Er zijn twee technologieën op de markt die worden gebruikt om een gekalibreerd UV-gehalte in de meetlichtbron te bereiken - de "traditionele" methode die gebruik maakt van mechanische UV-filters die de hoeveelheid UV-energie verminderen die de lamp voor de meting afgeeft (voor het eerst geïntroduceerd door Gärtner en Griesser in het midden van de jaren 1970) en de numerieke UV-regeling die in 1997 is uitgevonden door de heer Imura en is gepatenteerd door Konica Minolta.


Het gebruik van mechanische UV-filters is een vaak gebruikte maar meestal onbetrouwbare methode om het UV-gehalte van een lichtbron te regelen. Om goede waarden te verkrijgen, moeten de UV-filters voortdurend worden bijgesteld om de afname van het UV-gehalte van de gebruikte lichtbron te compenseren. Bovendien kunnen de bewegende delen (b.v. motoren) defecten vertonen, waardoor de UV-metingen foutief zijn. Bij het bereiken van een bepaald kritisch niveau van UV-energie in de lamp kan deze opstelling niet meer worden gekalibreerd voor referentiewaarden.
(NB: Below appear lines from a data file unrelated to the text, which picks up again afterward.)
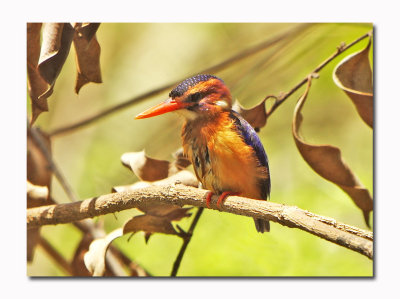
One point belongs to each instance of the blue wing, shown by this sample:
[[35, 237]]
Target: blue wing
[[251, 138]]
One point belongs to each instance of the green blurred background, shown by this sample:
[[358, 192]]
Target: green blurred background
[[136, 58]]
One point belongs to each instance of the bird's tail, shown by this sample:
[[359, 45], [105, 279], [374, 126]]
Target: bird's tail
[[261, 225]]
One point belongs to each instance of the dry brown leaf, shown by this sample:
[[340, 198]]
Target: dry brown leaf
[[354, 76], [326, 160], [36, 84], [256, 116], [56, 43], [94, 259], [183, 177], [87, 51], [157, 217]]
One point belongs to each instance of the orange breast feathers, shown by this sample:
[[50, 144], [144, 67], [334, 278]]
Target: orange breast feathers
[[221, 159]]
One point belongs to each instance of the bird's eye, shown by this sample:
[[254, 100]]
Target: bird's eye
[[195, 97]]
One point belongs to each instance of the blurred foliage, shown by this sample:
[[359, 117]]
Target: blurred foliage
[[136, 58]]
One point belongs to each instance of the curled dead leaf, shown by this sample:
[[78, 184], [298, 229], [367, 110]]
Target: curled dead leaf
[[87, 51], [354, 76], [57, 39], [36, 84], [94, 259], [156, 220], [326, 160], [256, 116], [78, 264]]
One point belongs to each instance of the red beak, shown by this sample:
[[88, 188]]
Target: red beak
[[164, 107]]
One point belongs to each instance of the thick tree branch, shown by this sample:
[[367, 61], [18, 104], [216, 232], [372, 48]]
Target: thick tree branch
[[327, 228]]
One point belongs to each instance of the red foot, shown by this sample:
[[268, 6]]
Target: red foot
[[221, 198], [224, 195], [208, 199]]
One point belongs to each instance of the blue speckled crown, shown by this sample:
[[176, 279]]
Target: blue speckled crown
[[186, 84]]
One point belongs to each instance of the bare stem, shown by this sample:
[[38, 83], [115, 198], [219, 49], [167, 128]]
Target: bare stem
[[327, 228], [60, 177]]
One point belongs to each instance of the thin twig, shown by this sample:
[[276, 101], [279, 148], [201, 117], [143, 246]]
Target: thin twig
[[54, 168], [327, 228], [186, 241], [51, 251], [85, 226], [215, 68], [340, 49]]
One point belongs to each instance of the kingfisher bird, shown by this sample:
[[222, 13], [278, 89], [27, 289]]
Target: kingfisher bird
[[226, 152]]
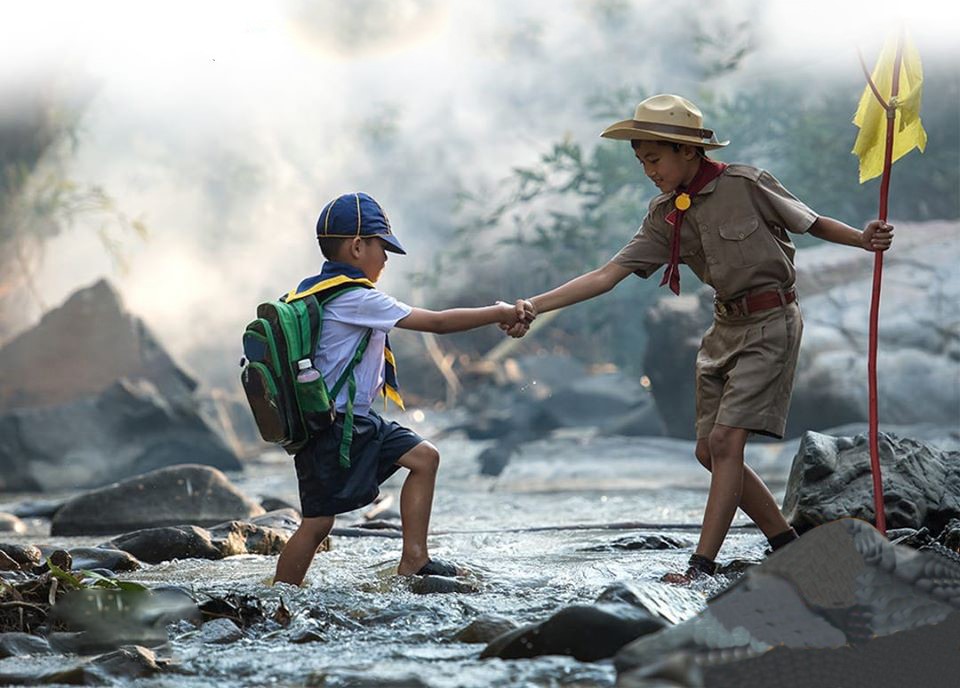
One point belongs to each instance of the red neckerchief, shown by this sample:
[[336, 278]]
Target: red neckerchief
[[706, 173]]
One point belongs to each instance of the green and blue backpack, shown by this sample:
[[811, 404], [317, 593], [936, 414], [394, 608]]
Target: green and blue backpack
[[288, 411]]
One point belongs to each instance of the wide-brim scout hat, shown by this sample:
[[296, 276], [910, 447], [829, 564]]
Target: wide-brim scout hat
[[665, 117], [356, 214]]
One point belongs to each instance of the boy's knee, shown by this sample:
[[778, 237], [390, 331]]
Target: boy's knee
[[317, 528], [722, 444], [702, 452], [423, 458]]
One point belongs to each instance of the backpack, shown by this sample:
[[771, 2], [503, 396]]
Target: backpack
[[287, 411]]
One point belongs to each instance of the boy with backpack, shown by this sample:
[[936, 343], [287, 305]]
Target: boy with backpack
[[729, 224], [330, 336]]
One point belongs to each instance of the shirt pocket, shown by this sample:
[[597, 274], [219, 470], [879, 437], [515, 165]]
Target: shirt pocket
[[741, 244]]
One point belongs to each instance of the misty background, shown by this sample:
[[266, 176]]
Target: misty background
[[183, 151]]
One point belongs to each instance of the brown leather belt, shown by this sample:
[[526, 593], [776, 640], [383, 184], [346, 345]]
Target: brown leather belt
[[755, 302]]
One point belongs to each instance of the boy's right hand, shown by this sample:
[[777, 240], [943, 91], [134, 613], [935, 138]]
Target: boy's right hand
[[523, 313]]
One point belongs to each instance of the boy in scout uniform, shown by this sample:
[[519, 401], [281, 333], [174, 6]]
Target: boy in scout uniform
[[729, 224]]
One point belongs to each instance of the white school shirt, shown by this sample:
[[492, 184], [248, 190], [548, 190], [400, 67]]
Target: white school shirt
[[346, 320]]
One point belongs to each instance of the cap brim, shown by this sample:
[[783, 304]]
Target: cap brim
[[627, 130], [393, 244]]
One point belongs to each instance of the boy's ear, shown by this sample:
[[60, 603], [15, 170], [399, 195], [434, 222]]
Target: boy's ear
[[356, 244]]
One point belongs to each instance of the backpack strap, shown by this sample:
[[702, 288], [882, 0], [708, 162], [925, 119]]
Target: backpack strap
[[348, 378]]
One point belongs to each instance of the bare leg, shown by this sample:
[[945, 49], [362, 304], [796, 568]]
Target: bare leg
[[726, 487], [756, 500], [416, 502], [298, 552]]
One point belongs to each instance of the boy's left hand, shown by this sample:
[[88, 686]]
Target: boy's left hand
[[877, 236]]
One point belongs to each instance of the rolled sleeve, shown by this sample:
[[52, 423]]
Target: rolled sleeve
[[646, 251], [780, 207]]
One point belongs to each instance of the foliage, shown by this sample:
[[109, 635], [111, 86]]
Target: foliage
[[576, 205]]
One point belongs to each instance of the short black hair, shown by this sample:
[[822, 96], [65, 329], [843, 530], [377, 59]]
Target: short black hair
[[330, 246], [676, 146]]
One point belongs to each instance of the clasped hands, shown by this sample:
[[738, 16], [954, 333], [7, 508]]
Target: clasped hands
[[519, 318]]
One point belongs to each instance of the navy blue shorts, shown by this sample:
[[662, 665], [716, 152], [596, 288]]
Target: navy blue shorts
[[326, 488]]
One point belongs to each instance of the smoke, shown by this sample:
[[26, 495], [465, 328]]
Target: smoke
[[228, 125]]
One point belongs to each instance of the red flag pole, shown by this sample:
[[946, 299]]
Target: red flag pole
[[891, 109]]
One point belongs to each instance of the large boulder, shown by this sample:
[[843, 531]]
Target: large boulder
[[88, 396], [82, 347], [919, 336], [831, 478], [128, 429], [841, 606], [189, 494]]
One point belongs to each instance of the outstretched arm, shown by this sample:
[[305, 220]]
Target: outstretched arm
[[876, 236], [580, 288], [461, 319]]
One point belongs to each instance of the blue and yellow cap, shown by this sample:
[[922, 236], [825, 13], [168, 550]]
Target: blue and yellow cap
[[356, 214]]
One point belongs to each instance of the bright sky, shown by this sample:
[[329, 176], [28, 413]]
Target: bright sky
[[227, 125]]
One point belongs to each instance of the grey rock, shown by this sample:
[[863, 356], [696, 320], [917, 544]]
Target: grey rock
[[831, 478], [115, 560], [820, 612], [428, 585], [22, 645], [11, 524], [587, 633], [485, 628], [129, 661], [651, 541], [187, 494], [25, 555], [220, 632], [156, 545], [37, 370]]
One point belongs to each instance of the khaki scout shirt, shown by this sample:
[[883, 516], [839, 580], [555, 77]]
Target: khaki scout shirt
[[734, 235]]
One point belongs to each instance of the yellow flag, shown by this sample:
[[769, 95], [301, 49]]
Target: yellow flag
[[872, 119]]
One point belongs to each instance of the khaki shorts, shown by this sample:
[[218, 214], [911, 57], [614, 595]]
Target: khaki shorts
[[745, 369]]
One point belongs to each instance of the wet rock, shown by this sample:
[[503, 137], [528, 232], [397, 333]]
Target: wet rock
[[239, 537], [114, 560], [22, 645], [109, 619], [427, 585], [671, 603], [11, 524], [287, 519], [37, 508], [155, 545], [8, 564], [950, 537], [46, 671], [187, 494], [839, 604], [131, 661], [641, 542], [830, 479], [276, 504], [587, 633], [220, 632], [27, 556], [485, 628], [307, 632]]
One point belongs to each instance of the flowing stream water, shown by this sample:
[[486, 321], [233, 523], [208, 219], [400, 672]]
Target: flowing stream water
[[378, 632]]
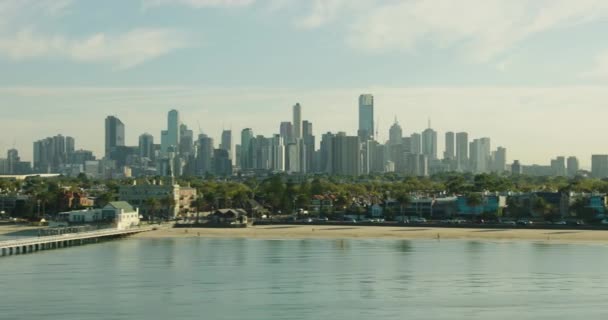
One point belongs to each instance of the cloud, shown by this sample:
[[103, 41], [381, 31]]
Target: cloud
[[198, 3], [481, 29], [599, 69], [122, 50]]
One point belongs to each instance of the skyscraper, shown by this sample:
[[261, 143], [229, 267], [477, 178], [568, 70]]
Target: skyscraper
[[573, 166], [226, 143], [115, 134], [480, 155], [415, 143], [395, 133], [500, 160], [297, 121], [245, 160], [599, 166], [462, 150], [449, 153], [366, 117], [146, 146], [173, 130], [429, 143], [286, 131]]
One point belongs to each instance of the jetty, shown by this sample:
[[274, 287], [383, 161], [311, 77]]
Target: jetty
[[35, 244]]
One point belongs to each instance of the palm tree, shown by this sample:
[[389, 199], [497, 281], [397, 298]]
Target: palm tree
[[404, 200], [474, 200]]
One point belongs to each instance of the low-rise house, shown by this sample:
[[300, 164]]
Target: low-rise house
[[122, 214], [321, 204], [229, 216]]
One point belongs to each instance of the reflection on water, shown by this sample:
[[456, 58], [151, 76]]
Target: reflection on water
[[307, 279]]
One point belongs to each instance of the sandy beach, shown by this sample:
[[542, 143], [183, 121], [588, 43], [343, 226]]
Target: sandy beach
[[357, 232], [367, 232]]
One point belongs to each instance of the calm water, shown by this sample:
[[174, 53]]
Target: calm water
[[307, 279]]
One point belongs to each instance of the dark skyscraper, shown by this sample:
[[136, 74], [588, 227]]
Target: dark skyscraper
[[115, 134], [366, 116]]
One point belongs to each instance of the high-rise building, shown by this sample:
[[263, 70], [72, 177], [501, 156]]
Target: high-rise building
[[366, 117], [115, 134], [297, 121], [226, 143], [480, 155], [450, 151], [204, 155], [308, 148], [326, 153], [499, 162], [246, 161], [173, 130], [50, 154], [558, 166], [599, 166], [462, 151], [429, 143], [573, 166], [416, 143], [395, 134], [346, 155], [146, 146], [516, 168], [186, 141], [286, 131]]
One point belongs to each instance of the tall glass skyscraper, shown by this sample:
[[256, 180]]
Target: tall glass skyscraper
[[366, 116], [115, 134]]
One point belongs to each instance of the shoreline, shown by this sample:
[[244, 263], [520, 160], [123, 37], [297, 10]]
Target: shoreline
[[294, 232], [300, 232]]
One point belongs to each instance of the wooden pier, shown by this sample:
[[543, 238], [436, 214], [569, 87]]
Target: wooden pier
[[35, 244]]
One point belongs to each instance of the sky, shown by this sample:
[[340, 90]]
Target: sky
[[530, 74]]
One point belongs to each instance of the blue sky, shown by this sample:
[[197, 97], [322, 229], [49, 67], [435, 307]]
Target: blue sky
[[518, 71]]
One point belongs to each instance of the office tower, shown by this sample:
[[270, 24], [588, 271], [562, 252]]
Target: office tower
[[277, 162], [395, 134], [416, 143], [450, 151], [516, 168], [308, 148], [146, 146], [429, 143], [346, 151], [204, 155], [326, 153], [50, 154], [173, 131], [480, 155], [245, 158], [222, 165], [599, 166], [499, 162], [186, 141], [558, 166], [462, 151], [12, 161], [366, 117], [115, 134], [286, 131], [226, 143], [573, 166], [297, 121]]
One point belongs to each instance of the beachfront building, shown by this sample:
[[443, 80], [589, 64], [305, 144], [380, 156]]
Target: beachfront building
[[122, 214], [172, 198]]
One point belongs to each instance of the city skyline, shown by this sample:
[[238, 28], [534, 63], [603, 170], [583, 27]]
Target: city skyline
[[532, 79]]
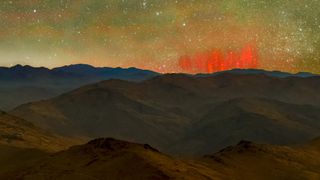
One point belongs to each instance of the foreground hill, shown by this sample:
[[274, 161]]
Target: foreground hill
[[185, 114], [114, 159], [16, 132], [22, 84], [248, 160], [110, 159]]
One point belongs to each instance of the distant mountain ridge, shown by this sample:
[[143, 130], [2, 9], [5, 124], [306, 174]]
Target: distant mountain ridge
[[189, 114], [21, 84], [19, 72], [278, 74]]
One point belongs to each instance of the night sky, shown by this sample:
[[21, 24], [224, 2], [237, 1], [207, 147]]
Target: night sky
[[163, 35]]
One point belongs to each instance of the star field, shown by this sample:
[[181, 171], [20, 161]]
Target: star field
[[155, 34]]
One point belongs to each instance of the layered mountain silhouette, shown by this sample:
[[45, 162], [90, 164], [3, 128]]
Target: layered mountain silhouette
[[17, 132], [186, 114], [107, 158], [21, 84]]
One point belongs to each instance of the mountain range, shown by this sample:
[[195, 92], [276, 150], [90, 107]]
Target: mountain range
[[21, 84], [185, 114], [107, 158], [238, 124]]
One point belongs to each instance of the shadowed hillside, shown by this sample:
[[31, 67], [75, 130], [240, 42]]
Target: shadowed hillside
[[186, 114], [114, 159], [17, 132]]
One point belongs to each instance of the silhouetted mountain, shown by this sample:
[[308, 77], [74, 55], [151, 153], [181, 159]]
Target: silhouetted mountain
[[21, 84], [278, 74], [17, 132], [187, 114]]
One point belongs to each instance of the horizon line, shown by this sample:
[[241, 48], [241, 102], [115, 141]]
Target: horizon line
[[132, 67]]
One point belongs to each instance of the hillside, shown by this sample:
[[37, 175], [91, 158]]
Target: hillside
[[16, 132], [186, 114], [107, 158], [110, 159], [248, 160]]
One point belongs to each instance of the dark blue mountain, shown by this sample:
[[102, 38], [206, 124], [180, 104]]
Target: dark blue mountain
[[21, 84]]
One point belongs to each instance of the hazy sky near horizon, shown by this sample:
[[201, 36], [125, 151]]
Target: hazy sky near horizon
[[154, 34]]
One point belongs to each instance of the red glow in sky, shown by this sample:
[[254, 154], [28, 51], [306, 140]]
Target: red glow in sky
[[217, 60]]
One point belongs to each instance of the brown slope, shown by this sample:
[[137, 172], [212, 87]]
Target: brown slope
[[18, 132], [111, 159], [256, 119], [249, 160], [162, 110]]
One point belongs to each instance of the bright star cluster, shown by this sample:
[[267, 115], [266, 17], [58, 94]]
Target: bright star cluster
[[155, 34]]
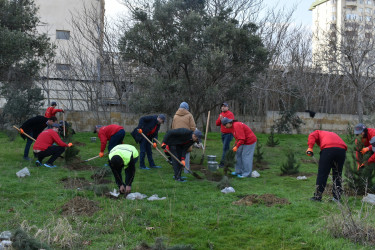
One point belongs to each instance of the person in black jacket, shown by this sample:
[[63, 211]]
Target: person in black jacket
[[150, 126], [33, 127], [179, 140]]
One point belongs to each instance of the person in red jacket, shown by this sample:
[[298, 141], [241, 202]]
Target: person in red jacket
[[51, 111], [113, 133], [366, 135], [226, 135], [244, 146], [44, 147], [332, 156]]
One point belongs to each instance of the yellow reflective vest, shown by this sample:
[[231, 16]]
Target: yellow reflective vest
[[125, 151]]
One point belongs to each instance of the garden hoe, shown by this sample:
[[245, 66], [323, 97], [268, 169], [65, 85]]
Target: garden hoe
[[140, 131], [191, 172], [205, 138], [19, 130]]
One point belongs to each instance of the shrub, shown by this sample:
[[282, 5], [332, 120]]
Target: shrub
[[290, 166]]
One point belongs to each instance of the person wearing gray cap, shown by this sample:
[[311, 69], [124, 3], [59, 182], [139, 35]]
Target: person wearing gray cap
[[365, 134], [244, 146], [179, 141], [184, 119], [226, 135], [51, 111], [150, 126]]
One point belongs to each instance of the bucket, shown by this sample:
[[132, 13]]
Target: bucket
[[212, 166], [211, 157]]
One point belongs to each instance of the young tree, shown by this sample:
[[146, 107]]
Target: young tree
[[192, 56], [22, 53]]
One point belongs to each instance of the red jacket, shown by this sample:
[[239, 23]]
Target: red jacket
[[223, 129], [105, 134], [51, 111], [325, 139], [243, 134], [46, 139]]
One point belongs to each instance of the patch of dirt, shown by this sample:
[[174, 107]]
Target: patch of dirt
[[74, 183], [80, 206], [77, 164], [261, 166], [266, 199], [80, 144], [299, 174]]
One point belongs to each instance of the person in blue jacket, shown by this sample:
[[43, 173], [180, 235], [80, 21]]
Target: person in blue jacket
[[150, 126]]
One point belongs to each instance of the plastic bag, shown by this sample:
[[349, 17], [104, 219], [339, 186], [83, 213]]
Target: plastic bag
[[136, 195], [155, 197], [228, 190], [23, 172]]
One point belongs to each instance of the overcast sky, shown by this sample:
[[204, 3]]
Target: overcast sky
[[302, 13]]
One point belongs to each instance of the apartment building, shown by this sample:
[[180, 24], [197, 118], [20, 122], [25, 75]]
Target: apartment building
[[330, 16], [59, 20]]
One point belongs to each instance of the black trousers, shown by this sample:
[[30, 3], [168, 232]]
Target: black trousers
[[330, 158], [55, 151], [177, 167]]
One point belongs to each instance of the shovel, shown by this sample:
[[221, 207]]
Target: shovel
[[24, 133], [205, 138], [166, 158], [174, 157]]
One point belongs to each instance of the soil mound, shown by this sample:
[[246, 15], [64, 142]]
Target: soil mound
[[74, 183], [80, 206], [266, 199]]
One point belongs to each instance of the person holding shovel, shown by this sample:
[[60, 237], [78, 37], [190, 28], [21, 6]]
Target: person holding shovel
[[365, 135], [332, 156], [179, 141], [113, 133], [184, 119], [33, 127], [244, 146], [51, 111], [123, 156], [44, 147], [226, 135], [150, 126]]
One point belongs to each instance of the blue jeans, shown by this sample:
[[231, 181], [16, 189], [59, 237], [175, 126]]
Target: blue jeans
[[226, 139], [116, 139], [244, 159], [145, 148], [28, 144]]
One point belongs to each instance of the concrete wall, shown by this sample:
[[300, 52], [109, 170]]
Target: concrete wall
[[85, 121]]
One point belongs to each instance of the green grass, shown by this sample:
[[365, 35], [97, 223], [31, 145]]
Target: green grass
[[194, 213]]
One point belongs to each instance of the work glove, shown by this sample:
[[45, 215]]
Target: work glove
[[364, 150], [309, 152]]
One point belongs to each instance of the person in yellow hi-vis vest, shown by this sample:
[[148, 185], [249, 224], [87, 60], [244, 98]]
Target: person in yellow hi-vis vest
[[123, 156]]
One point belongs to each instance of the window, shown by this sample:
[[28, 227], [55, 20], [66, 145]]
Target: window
[[62, 34], [62, 67]]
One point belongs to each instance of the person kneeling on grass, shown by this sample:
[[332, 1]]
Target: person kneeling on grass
[[44, 147], [332, 156], [123, 156]]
De gepatenteerde NUVC-technologie (numerieke UV-controle) biedt de mogelijkheid om niet alleen het UV-gehalte te kalibreren, maar het ook bij elke meting te controleren en zo de resultaten stabiel te houden. Dit gebeurt door gebruik te maken van drie onafhankelijk van elkaar geschakelde xenonlampen, één ongefilterd voor het volledige UV-gehalte, twee gefilterd op 400 en 420nm. Deze opstelling maakt het niet alleen mogelijk de juiste filtermethode te kiezen zonder mechanische bewegende delen, maar ook om het gekalibreerde UV-gehalte tijdens elke meting te laten controleren. Naast de ongeëvenaarde kalibratie- en controlefunctie maakt deze opstelling het ook mogelijk het UV-gehalte betrouwbaar te controleren wanneer de UV-energie in de lampen onder een bepaald niveau daalt.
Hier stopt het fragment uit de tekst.